Cooked for a special lunch meal for a dear friend visiting the day after Christmas, this dish is one that I know she will be making soon and so will I. Blanching of the mushrooms by a quick boil in salted water aids the quick cooking of this dish. The ingredients in its simplicity deliver a superb “not every day” mushroom meal and at the same time not a totally extraordinary one.
I have omitted the use of traditional seeds in this recipe to gauge the taste difference of this cashew masala mix…and I’m glad that this simple recipe hit just the right spot in the way it was cooked. Another fabulous recipe emulating the resplendence of Mogul era cuisine!
500g button or mixed mushrooms, roughly chopped
1/2 to 1 cup raw cashew nuts (soaked in water for about an hour and ground to a fine paste in a blender or food processor)
1 tblsp ground ginger and garlic paste
2 onions, peeled and roughly chopped
1-3 fresh green chillies (dependent on your taste – you could omit)
salt to taste
1/4 tsp tumeric powder
1/4 tsp chilli powder
1-2 tblsp ghee or extra virgin olive oil
- Clean and cut mushrooms into 2 halves and blanch for 1omins in boiling salted water.
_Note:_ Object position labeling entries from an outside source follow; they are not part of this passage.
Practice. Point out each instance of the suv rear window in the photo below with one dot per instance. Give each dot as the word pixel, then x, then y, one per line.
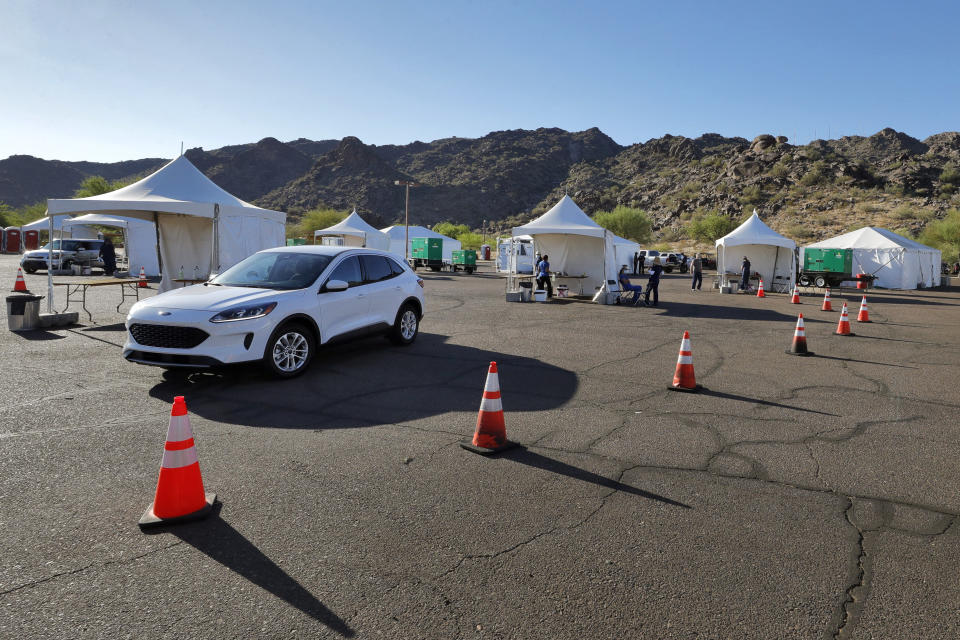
pixel 376 268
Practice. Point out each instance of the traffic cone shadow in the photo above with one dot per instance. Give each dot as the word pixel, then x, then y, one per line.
pixel 180 496
pixel 490 436
pixel 799 346
pixel 684 378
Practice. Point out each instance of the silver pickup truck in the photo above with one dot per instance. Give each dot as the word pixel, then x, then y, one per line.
pixel 65 253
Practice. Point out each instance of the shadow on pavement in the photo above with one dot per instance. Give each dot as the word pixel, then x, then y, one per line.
pixel 216 539
pixel 885 364
pixel 38 335
pixel 524 456
pixel 767 403
pixel 369 382
pixel 690 310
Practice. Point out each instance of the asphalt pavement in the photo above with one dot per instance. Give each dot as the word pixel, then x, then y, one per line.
pixel 791 498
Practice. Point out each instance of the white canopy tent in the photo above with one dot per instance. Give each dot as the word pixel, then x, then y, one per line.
pixel 43 224
pixel 771 255
pixel 201 227
pixel 356 232
pixel 139 239
pixel 623 250
pixel 515 255
pixel 575 245
pixel 397 233
pixel 896 261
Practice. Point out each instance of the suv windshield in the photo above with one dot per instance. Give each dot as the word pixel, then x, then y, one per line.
pixel 277 270
pixel 74 245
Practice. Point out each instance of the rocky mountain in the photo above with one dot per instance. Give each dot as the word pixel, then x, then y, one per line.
pixel 25 179
pixel 508 177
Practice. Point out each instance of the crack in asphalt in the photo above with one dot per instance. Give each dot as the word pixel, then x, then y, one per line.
pixel 89 566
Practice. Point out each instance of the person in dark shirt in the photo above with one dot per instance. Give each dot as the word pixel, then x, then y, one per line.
pixel 627 286
pixel 697 267
pixel 108 255
pixel 745 274
pixel 653 284
pixel 543 276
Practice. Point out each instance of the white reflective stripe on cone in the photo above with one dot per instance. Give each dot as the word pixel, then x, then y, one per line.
pixel 491 404
pixel 177 459
pixel 179 429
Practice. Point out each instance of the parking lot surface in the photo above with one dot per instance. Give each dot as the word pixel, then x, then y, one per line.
pixel 791 498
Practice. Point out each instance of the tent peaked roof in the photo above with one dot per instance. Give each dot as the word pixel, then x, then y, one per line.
pixel 177 187
pixel 351 225
pixel 564 217
pixel 754 231
pixel 870 238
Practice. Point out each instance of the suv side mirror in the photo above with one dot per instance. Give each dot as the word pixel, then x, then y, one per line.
pixel 335 285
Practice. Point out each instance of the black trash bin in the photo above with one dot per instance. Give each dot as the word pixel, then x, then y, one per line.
pixel 23 312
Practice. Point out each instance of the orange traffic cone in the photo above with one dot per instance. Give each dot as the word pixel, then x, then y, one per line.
pixel 864 315
pixel 684 378
pixel 20 285
pixel 843 329
pixel 180 493
pixel 799 346
pixel 491 434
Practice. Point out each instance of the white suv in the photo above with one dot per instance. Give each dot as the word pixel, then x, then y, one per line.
pixel 278 306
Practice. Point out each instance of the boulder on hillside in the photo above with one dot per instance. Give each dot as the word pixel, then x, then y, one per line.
pixel 762 142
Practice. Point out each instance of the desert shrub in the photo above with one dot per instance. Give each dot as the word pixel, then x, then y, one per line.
pixel 690 190
pixel 779 170
pixel 950 175
pixel 708 226
pixel 944 234
pixel 798 231
pixel 627 222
- Blend the onions and green chillies to a paste in a blender or food processor and the add to a non-stick pot and cook in the ghee/olive oil until the onion mix has softened.
- Add the ginger-garlic paste, chilli powder, tumeric powder and allow to cook for 5mins .
- Now add in the cashew paste and a cup of water and cook for a further 10 minutes to allow the spices to blend with the cashew paste.
- Then add the mushrooms and salt to taste and cook on low stove-top heat for about 10 minutes.
- Garnish with fresh coriander leaves and serve hot.